Et ça me fait un mal fou, au plus profond de mon âme, de te voir ainsi souffrir en silence avec ta rancune, vociférer parfois contre ton pays considéré un ennemi, contre tes concitoyens considérés tes oppresseurs. Je te vois errer sans trouver la paix perdue, par bêtise, depuis 45 ans. Oui mon fils la moitié de ta vie s’est vu embourber dans ce conflit inutile, insensé, inventé par des grabataires dont je fais partie. J’en suis éhonté, mais navré aussi de t’y avoir embarqué et embrigadé.

J’aurais du t’en exempter et te protéger, t’en extirper, mais que dire, la folie des grandeurs et les forces obscures de la guerre froide, tout d’abord, nous ont poussé dans cette gueule du loup qui a englouti petits et grands. Puis, plus tard, des images fabriquées maquillées en un futur rose bonbon, mais ne recélant que violence, haine et calomnies à l’encontre d’une patrie qui était la notre. Et est prête à redevenir ainsi pour autant qu’on accepte qu’elle demeure être la notre et que nous soyons les siens et symbiose.

Nous avons été, et toi mon petit avec, nourris au biberon du racisme contre soi, sa patrie et les siens. Ces lugubres idées, venues d’autres contrées, difficilement décelables, ont ainsi fait voler en éclats un autre idéal d’une ensemble où tous seraient heureux, respectés, satisfaits, reconnus. Un dessein qui aurait pu dessiner d’autres contours à toute notre région du Grand Maghreb. Ça c’était sans compter les manoeuvres, les ingérences et les interférences endogènes et exogènes des porteurs du dessein de la division et la désunion de cet ensemble qui devrais, un jour, peser.

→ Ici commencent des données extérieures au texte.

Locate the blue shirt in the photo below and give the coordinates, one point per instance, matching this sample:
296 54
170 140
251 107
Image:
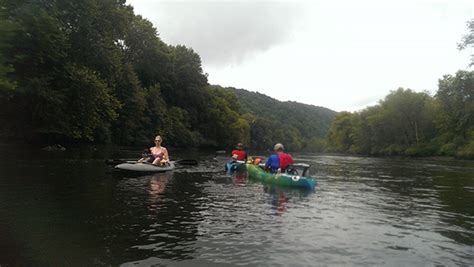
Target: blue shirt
273 162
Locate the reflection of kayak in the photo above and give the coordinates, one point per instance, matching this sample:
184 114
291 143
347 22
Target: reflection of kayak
234 166
144 167
283 179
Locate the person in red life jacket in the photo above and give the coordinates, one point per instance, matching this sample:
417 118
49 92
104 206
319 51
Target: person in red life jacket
239 153
279 161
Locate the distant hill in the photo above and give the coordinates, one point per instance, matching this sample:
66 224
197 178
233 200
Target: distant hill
311 121
299 126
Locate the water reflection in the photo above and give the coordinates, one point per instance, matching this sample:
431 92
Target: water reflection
158 184
365 211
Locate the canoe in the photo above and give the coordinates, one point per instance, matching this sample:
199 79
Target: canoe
144 167
234 166
282 179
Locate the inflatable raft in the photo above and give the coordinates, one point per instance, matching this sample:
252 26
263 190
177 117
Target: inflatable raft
144 167
282 179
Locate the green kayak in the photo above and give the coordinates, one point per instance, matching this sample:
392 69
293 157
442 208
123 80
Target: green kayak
283 179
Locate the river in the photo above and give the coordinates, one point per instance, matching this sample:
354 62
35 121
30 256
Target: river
71 209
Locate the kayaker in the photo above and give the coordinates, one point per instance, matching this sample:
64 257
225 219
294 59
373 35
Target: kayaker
158 154
239 153
278 161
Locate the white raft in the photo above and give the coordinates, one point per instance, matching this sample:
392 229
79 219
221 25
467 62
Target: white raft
144 167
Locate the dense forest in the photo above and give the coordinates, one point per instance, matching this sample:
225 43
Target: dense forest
93 71
298 126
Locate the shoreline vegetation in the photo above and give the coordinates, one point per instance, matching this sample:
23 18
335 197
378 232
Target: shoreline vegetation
93 72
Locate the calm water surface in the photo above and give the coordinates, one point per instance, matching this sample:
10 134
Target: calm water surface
71 209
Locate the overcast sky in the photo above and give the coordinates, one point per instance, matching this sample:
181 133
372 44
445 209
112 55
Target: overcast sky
340 54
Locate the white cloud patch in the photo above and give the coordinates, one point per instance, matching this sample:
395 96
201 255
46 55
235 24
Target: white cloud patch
223 32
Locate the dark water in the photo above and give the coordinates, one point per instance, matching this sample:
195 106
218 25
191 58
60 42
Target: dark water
70 209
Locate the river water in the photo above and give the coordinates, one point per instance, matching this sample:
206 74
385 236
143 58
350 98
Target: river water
71 209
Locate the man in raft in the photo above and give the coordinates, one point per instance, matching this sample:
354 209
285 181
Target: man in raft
158 155
239 153
279 160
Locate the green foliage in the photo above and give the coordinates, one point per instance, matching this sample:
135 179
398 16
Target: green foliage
296 125
468 39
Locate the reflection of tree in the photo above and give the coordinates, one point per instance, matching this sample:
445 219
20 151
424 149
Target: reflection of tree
281 196
278 199
241 176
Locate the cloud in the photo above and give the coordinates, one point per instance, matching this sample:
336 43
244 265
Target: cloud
224 33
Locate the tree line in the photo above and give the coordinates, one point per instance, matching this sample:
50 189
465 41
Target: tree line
414 124
93 71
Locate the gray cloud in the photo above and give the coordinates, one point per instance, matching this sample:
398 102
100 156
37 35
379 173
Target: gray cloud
224 32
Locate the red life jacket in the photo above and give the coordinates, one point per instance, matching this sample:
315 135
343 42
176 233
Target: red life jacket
241 155
285 160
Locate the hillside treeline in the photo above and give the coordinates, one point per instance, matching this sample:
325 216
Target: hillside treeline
299 126
411 123
93 71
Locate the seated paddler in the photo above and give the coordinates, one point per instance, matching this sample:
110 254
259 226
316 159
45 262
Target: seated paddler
279 160
157 155
239 153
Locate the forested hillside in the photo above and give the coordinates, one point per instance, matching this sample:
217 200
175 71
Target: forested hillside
93 71
298 125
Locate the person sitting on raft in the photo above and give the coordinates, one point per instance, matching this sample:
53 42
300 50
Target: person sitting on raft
278 161
158 154
239 153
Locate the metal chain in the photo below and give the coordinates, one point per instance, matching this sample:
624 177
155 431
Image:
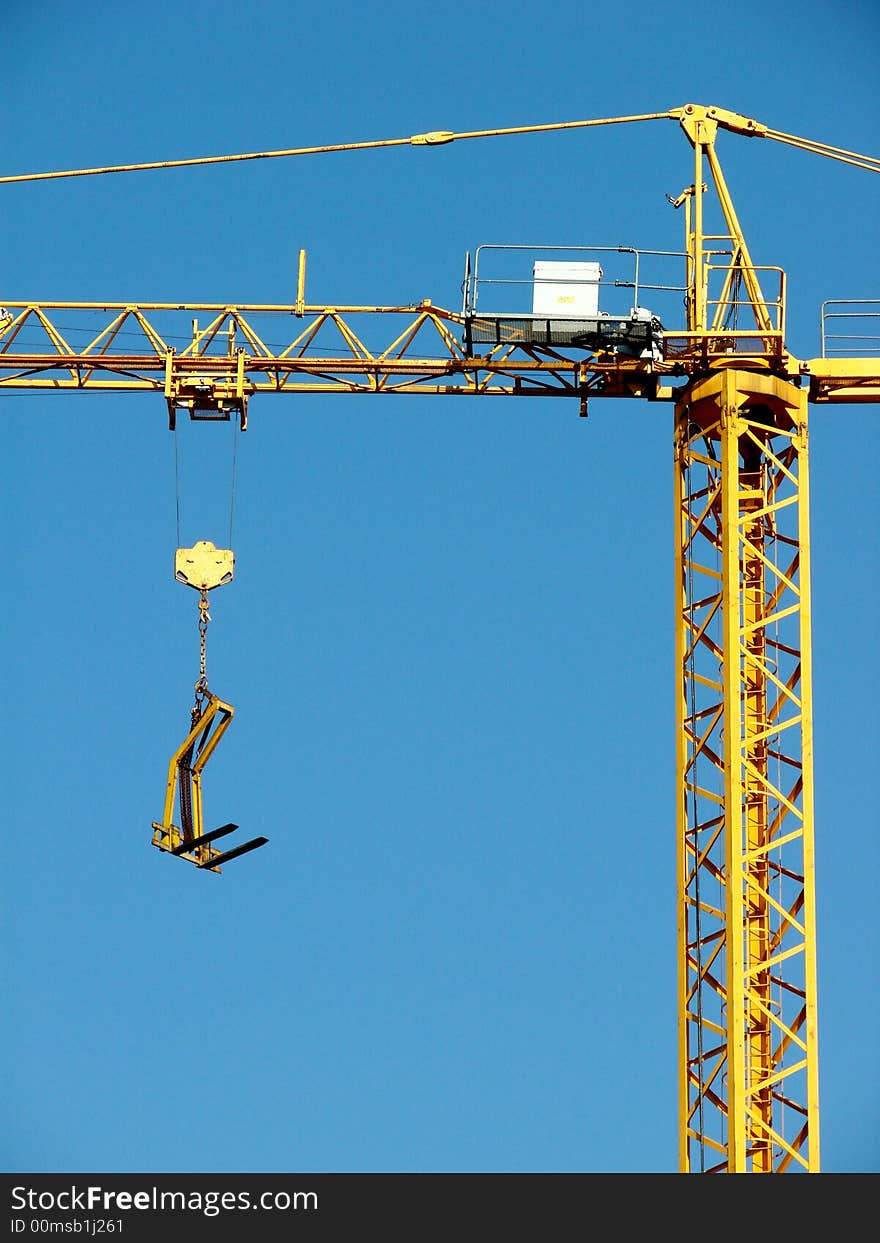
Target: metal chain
201 684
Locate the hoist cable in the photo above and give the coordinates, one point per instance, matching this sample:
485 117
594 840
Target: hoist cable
177 486
231 495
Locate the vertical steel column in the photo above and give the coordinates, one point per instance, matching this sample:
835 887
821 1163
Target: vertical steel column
747 1027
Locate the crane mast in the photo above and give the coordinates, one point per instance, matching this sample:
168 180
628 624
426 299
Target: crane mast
747 1058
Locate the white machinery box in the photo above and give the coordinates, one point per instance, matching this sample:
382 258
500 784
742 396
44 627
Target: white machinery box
566 288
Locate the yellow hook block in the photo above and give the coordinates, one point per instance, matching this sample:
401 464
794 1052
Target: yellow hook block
203 566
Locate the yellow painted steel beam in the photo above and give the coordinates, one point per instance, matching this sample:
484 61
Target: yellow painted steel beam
747 1001
244 349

A l’âge où tu commençait, timidement, à former tes propres idées et à voler de tes propres ailes, ces derniers ont brisées par des doctrines apprises, hors sols, dans les caraïbes, dans de sponsorisées universités d’été ou ailleurs. Ainsi on t’a estampillé du fer rouge pour devenir ce que tu es. Je m’en veux pour t’avoir ainsi embobiné sans pouvoir trouver d’issue aujourd’hui pour remonter le temps. Tu voudrais peut être que tout ce mirage, qui s’éloigne, aujourd’hui plus qu’hier, devienne réalité; mais force est de constater que c’est peine perdue. Je ne le conçois plus, au fond de mon âme, même si je résiste à le reconnaître humblement. Oui humblement, une fois encore, je te formule des millions d’excuses pour le gâchis de tes 45 années passées à croire à un mirage dans ce mouroir poussiéreux.

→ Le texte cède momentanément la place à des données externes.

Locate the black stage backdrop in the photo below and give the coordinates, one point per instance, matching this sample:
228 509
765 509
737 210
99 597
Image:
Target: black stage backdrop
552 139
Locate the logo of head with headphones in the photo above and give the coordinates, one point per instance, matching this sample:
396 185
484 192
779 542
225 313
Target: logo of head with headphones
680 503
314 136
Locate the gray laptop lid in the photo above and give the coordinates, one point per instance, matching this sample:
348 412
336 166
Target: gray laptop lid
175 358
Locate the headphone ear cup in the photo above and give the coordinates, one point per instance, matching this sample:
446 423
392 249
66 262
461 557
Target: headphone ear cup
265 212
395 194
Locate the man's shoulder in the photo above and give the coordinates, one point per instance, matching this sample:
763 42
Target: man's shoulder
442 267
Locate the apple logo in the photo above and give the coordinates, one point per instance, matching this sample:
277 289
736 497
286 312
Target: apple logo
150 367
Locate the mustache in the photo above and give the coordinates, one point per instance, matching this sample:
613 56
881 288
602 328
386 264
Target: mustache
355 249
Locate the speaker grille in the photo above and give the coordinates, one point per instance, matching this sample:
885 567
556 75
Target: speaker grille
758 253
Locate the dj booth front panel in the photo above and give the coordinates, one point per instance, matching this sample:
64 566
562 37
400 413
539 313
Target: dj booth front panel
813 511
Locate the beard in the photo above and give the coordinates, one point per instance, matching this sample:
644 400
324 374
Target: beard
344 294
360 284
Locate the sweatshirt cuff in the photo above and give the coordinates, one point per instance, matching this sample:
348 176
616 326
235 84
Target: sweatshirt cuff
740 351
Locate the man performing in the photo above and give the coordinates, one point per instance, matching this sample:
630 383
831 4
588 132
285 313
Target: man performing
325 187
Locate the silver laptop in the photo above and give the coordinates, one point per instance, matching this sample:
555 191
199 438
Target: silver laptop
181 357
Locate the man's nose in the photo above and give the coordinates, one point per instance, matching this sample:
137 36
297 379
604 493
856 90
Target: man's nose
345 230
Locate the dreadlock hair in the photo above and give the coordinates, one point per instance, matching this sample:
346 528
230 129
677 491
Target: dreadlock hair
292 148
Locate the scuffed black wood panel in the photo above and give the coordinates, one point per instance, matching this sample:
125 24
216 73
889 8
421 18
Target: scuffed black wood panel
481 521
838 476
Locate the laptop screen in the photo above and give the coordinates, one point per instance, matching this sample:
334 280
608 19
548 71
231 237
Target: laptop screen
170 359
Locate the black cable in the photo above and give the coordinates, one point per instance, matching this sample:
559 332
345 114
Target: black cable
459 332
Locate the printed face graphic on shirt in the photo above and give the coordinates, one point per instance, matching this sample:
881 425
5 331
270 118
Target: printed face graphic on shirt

Je suis tout à fait conscient que tu ressentes le choc aujourd’hui. Je l’entends dans ta voix quand tu te poses un tas de questions dont les réponses sont claires, mais que je n’ose admettre. Oui je vois tout en tant que père et prévois; mais là, j’avais mal prévu et vu parce que aveuglé par une vanité et des mentors parfois infréquentables et haineux d’un autre temps. Et, crois moi mon fils, des blessures, moi aussi, j’en ai eu et des profondes car je devais vivre dans le déni en plus. Tu sais, de béantes balafres internes et profondes qui n’ont jamais cicatrisé, de tragiques moments quand je méditais, souvent seul dans le désert, ou la nuit dans ce maudit camps poussiéreux en regardant le ciel étoilé, des instants qui étouffent l’envie de croire à ce mirage dans lequel je t’avais embarqué à ta naissance, anesthésiant ton désir de grandir sainement, de voyager librement sans entonner des chants inutiles gangrénant ta vie et celle de milliers de tes semblables à jamais.

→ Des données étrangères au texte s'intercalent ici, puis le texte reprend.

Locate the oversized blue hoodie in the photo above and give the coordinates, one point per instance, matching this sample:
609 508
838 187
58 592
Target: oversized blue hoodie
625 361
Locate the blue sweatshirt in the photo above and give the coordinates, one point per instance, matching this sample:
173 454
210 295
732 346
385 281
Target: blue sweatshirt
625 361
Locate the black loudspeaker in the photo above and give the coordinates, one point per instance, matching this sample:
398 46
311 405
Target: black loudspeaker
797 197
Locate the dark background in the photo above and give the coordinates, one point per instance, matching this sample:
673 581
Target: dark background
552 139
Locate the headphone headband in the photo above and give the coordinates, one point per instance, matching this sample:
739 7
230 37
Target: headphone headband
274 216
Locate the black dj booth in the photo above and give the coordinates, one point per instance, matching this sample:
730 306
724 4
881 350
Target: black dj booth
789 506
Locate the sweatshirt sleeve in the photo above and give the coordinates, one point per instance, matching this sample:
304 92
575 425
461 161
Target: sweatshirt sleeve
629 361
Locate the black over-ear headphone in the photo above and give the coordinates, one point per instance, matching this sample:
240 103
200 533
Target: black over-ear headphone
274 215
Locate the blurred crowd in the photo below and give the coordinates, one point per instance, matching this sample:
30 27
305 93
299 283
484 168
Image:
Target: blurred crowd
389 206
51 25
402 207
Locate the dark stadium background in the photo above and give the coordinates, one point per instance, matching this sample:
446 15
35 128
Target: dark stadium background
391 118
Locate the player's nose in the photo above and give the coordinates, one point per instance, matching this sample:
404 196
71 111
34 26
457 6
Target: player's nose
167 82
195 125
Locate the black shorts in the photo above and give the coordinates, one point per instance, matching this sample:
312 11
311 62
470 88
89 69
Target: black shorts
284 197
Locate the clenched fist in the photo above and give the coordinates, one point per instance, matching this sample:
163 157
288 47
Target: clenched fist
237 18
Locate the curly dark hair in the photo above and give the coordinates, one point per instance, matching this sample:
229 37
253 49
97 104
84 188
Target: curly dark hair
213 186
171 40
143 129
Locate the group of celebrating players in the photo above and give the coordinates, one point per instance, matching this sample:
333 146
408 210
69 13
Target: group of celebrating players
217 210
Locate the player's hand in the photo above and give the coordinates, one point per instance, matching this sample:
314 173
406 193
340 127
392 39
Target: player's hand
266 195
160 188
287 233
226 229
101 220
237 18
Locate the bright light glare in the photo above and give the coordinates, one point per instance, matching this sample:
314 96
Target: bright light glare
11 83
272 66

J’avais la moitié de ton âge quand j’ai commencé à me faire emporter dans ce mirage et on m’a miroité des lendemains meilleurs. Aujourd’hui, presque mourant, je n’y crois plus. Mais bon, je devais toujours dire, quoi qu’il advenait, mission accomplie. On nous avait dit qu’il était de notre devoir d’exiger de notre mère patrie des concessions; arracher un territoire, former un état, aussi fantoche soit-il, et permettre à d’autres états de bénéficier des atouts de ce nouveau territoire. Et ça, mon fils, c’était le filigrane de la géostratégie d’avant le mur et du temps de la guerre des blocs.

Aujourd’hui, de toutes les forces qui me restent, j’admets que ce demi siècle d’exil forcé et de déni était inutile non constructif et suicidaire. Oui, nous avons « merdé » mon fils. On vous a greffé à une idée non fertile, non féconde et morbide.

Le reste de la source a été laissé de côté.